Why Is Your Saved BERT Model So Large?

Follow the public account “ML_NLP”

Set as “Starred”, heavy content delivered first-hand!

Produced by Machine Learning Algorithms and Natural Language Processing

Original Column Author on Public Account Liu Cong

School | NLP Algorithm Engineer

A while ago, a friend asked me this question: the ckpt file size of the bert-base model provided by Google is only 400M, why is the ckpt model I saved after fine-tuning training 1.19G?

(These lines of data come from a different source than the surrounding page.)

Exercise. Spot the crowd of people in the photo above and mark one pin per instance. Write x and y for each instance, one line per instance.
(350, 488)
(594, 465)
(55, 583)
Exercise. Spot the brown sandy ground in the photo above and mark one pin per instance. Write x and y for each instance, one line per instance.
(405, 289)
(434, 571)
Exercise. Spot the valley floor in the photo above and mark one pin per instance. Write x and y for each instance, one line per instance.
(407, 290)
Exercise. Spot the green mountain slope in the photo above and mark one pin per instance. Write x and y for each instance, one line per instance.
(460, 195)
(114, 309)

My answer at the time was: because the ckpt file of the bert-base model provided by Google only contains the parameters of each layer of the BERT transform, and does not include other parameters. However, you added some additional parameters during the fine-tuning process, which is why it is larger.

Now thinking about it, my answer seems a bit ambiguous, and perhaps other students might have the same question. So today I will explain in detail why so many parameters are saved.

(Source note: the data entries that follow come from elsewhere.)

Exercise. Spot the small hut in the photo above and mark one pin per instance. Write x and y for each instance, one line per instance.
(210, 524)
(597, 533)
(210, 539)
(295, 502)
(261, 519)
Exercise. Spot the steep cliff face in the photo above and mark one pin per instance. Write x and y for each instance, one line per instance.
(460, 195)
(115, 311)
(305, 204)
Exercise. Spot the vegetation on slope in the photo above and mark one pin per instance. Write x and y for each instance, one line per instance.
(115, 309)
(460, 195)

Practice is the sole criterion for testing truth.

First, we will use tf.train.NewCheckpointReader to directly read the ckpt file of the bert-base model provided by Google. The advantage of this method is that we can see all the saved nodes without reloading the model.

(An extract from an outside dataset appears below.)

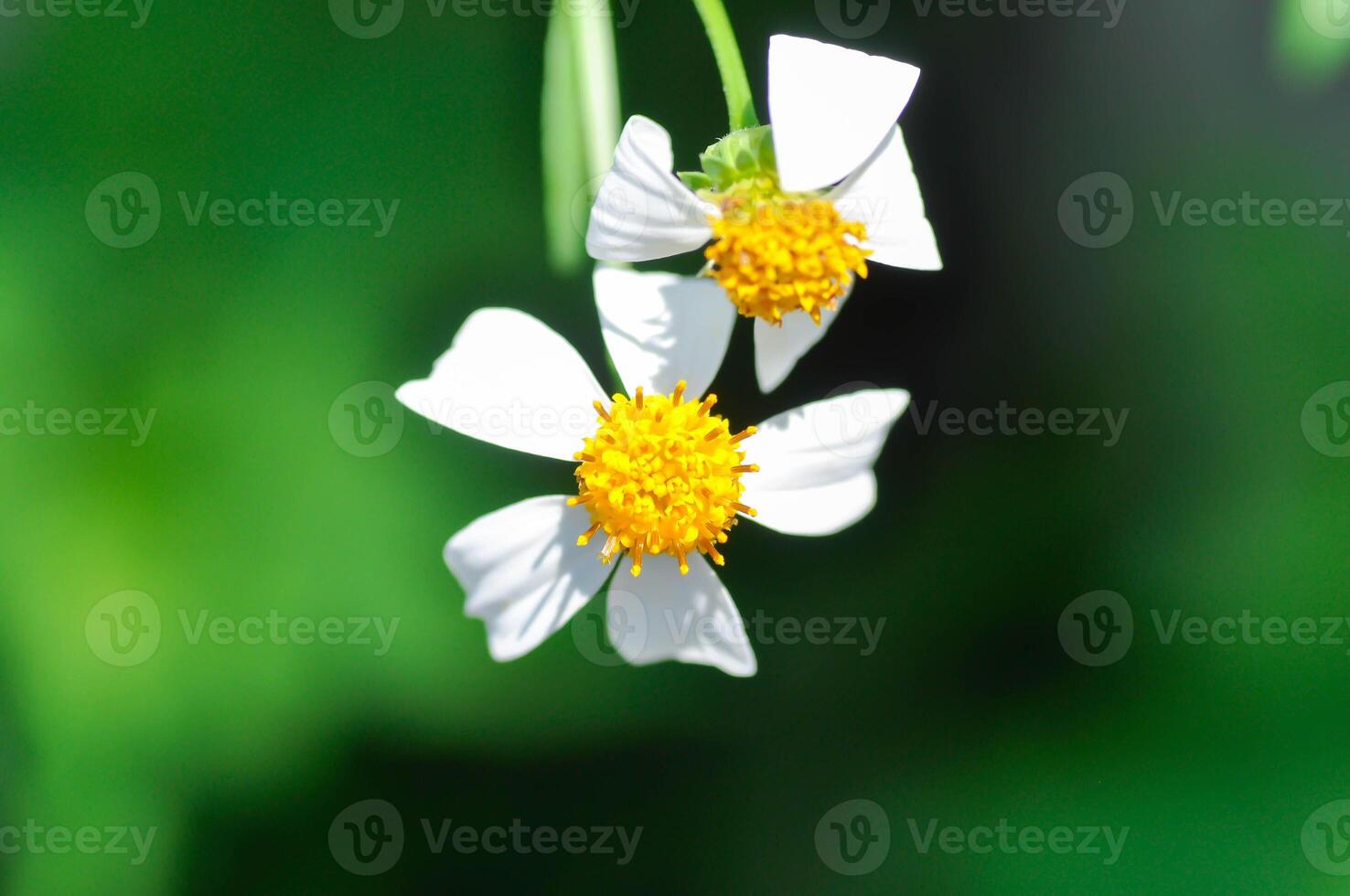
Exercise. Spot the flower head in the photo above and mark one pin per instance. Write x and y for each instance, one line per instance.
(657, 470)
(790, 212)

from tensorflow.python import pywrap_tensorflow

ckpt_model_path = "chinese_L-12_H-768_A-12/bert_model.ckpt"
model_ckpt = pywrap_tensorflow.NewCheckpointReader(ckpt_model_path)
var_dict = model_ckpt.get_variable_to_shape_map()
for key in var_dict:
    print("bert_parameter:", key)

The results obtained are as follows (due to too many parameters, only part of the parameters are listed):

bert_parameter: bert/embeddings/LayerNorm/beta
bert_parameter: bert/embeddings/LayerNorm/gamma
bert_parameter: bert/encoder/layer_9/attention/output/LayerNorm/beta
bert_parameter: bert/encoder/layer_9/attention/output/dense/bias
bert_parameter: bert/encoder/layer_9/attention/output/dense/kernel
bert_parameter: bert/encoder/layer_9/attention/self/key/kernel
bert_parameter: bert/encoder/layer_9/attention/self/query/bias
bert_parameter: bert/encoder/layer_9/attention/self/query/kernel
bert_parameter: bert/encoder/layer_9/intermediate/dense/bias
bert_parameter: bert/encoder/layer_9/intermediate/dense/kernel
bert_parameter: bert/encoder/layer_9/output/LayerNorm/beta
bert_parameter: bert/encoder/layer_9/output/dense/bias
bert_parameter: bert/encoder/layer_9/output/dense/kernel
bert_parameter: bert/pooler/dense/bias
bert_parameter: bert/pooler/dense/kernel
bert_parameter: cls/predictions/transform/LayerNorm/beta
bert_parameter: cls/predictions/transform/LayerNorm/gamma
bert_parameter: cls/predictions/transform/dense/bias
bert_parameter: cls/predictions/transform/dense/kernel
bert_parameter: cls/seq_relationship/output_bias
bert_parameter: cls/seq_relationship/output_weights

We can see that the ckpt file of the bert-base model provided by Google not only saves the parameters of each layer of BERT-transform but also stores the embedding and prediction parameters required for pre-training (for example, the parameters of the fully connected layer required for NPS prediction). Therefore, my previous answer to that friend was biased.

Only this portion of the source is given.